LTVを上げにいくことは大変難易度が高いため、サイトを改善してCVRをあげていくことが長期的に考えても効率の良い手段です。
*改善プロセス
改善プロセスは、まずビジネスモデルを整理しKPIを設定するといった改善の定義を考えます。その次にサイトを分析し、ボリュームが大きく離脱などの負が大きい箇所から改善していきます。そしてページごとに UI/UX の課題の仮説を立て、効果が高いと考えられる観点から改善し、テストをします。*KPI
KPIは行動とその結果を紐付け、見える化するためのものです。売上金のKPIは、訪問回数×CVR×客単価で求められます。KPIは、テーマは具体的か、第三者が定量的に測定可能か、現実的に達成可能か、成果に基づいているか、期限がついているか、といったことを意識して設定します。*改善方法
一覧ページの目的は詳細ページにユーザーを遷移させることであるため、比較や選択の判断がしやすいこと、再検索や絞り込みがしやすいことが重要です。詳細ページは情報やアクション導線がわかりやすく、意思決定できる情報の近くに配置されていることが重要です。

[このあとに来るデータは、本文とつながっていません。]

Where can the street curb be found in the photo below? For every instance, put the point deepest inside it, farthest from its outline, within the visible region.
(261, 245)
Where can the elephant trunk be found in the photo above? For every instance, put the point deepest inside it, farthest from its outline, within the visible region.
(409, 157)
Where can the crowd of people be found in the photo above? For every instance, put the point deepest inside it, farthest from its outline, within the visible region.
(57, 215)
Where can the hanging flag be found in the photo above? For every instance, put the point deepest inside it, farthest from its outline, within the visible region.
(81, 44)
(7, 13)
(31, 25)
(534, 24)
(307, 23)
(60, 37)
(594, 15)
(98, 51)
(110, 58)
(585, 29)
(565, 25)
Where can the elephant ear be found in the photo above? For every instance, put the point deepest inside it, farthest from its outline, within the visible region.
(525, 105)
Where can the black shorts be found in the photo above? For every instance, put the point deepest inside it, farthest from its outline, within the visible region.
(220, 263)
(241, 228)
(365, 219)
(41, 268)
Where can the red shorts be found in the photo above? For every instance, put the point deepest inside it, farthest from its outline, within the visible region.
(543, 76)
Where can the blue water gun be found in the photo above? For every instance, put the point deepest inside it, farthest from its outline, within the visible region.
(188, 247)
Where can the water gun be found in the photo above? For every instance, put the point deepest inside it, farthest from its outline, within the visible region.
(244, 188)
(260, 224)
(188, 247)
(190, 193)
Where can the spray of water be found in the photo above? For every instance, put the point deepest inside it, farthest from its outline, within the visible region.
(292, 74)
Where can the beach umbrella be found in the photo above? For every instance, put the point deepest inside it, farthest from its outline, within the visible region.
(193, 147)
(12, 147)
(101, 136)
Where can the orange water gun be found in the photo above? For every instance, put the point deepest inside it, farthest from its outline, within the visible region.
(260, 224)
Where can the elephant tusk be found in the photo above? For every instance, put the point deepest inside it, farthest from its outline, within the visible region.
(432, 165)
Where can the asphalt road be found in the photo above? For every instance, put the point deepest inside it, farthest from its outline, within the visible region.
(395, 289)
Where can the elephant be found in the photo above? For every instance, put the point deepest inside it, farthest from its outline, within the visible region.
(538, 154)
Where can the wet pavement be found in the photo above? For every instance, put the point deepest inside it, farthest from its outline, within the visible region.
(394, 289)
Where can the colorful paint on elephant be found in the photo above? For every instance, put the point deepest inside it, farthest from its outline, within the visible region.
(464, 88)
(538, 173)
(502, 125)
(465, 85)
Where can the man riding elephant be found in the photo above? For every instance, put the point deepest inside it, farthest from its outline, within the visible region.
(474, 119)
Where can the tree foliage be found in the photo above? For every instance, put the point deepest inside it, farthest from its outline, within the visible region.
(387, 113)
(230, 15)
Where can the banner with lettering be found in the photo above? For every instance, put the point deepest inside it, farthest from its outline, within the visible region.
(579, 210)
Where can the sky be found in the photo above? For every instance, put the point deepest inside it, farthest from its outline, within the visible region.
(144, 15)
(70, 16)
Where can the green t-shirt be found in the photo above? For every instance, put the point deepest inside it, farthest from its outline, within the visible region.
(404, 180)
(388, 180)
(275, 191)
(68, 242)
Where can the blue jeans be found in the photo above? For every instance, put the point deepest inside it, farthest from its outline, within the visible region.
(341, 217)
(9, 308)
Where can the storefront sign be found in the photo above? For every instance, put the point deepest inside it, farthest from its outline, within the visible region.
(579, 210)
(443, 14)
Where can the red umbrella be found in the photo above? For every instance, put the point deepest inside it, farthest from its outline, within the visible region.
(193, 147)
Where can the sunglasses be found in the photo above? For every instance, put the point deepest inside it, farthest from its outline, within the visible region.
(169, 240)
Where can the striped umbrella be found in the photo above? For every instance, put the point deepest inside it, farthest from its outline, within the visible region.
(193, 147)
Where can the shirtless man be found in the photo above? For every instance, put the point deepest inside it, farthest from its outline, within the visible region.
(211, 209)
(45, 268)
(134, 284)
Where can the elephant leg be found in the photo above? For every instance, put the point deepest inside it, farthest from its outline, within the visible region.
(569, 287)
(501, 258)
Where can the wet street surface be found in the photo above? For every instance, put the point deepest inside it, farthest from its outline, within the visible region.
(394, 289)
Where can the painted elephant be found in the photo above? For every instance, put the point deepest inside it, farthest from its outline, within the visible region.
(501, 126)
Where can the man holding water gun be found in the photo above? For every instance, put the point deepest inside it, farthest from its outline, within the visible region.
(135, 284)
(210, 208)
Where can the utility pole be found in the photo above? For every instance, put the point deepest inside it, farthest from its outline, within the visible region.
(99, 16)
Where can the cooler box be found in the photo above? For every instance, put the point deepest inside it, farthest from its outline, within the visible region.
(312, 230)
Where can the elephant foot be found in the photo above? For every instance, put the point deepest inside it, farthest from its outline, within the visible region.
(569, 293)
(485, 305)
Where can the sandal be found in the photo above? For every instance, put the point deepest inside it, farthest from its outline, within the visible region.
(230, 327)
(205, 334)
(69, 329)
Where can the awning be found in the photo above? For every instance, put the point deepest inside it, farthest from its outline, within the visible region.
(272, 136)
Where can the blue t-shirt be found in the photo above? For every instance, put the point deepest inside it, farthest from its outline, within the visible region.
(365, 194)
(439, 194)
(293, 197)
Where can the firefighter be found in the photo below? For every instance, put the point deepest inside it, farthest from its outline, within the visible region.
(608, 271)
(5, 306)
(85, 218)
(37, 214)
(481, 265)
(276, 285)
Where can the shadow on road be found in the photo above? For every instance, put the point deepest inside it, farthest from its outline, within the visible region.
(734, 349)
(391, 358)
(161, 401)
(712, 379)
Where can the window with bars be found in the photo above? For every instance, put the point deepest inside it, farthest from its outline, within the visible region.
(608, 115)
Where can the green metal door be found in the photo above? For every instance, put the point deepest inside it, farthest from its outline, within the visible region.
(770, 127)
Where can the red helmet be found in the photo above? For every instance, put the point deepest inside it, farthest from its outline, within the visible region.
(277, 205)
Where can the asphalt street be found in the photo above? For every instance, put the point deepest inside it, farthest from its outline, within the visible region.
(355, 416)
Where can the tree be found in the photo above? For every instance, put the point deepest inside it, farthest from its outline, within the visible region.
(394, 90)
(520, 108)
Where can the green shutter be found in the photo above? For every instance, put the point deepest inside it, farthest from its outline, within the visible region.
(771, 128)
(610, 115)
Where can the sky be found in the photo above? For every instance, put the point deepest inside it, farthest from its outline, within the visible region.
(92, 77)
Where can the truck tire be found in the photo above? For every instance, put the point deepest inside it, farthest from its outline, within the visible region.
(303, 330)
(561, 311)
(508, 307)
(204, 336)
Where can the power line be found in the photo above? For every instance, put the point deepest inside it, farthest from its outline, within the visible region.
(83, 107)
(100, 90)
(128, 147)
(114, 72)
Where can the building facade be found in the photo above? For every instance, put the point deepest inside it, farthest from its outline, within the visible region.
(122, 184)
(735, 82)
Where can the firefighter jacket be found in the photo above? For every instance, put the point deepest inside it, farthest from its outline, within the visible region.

フォームページは最後のアクション完了に必要な情報を全て入力完了してもらうことです。そのために入力のモチベーションが落ちないためのアイキャッチエリアでの訴求や、入力の手間や負荷を最大限下げた入力エリア、アクション導線が必要です。
*補足
- 選択はユーザーにとってストレス
- 遷移しなくても最低限の比較できる情報を表示
- ユーザーの不安を下げる工夫をする
- 入力にかかる時間を明記することでモチベーションアップ
- ユーザーは希望に合う情報をなるべく多く一度に見たい、どの情報がより自分の好みに近いか比較したい
- 数字は心を動かす(いくらお得なのか等)
- Webサイトは表示されるまでに3秒かかると7割は去っていく
- どれだけ時間がかかるかわからない状態はストレスなので、動画にかかる時間などを明記して心理的なハードルを下げる
- 解釈が必要になるとストレス
- 入力フォームはどこを入力するのか、上から順番に入力すればいいと感覚的に把握させる
- 優先順位の高い訴求を上位に配置する
- 長いランディングページだと下にある情報の存在に気づかれない可能性があるため、それを気づかせるアンカーリンクを置く
*単語
- CPA(Cost Per Acquisition)— 顧客獲得単価
- LTV — 顧客生涯価値
- CVR(Conversion Rate)— 獲得率
- SEO(Search Engine Optimize)— Googleなどの検索エンジンで検索した際に結果に上位に表示される為の様々な施策。
*所感
普段目にしているサイトにおいて、ユーザーの目にとまるような配置にしたりストレスを減らすための様々な工夫がされていることを実感しました。なんとなく良さそうでなく、言語化して改善案の良さを説明できるようにしていきたいです。A/B テストをこれからやりたいと思っている人、サイトを改善したいけれど何をしたらいいかわからない人にとって大変役立つ書籍だと感じました。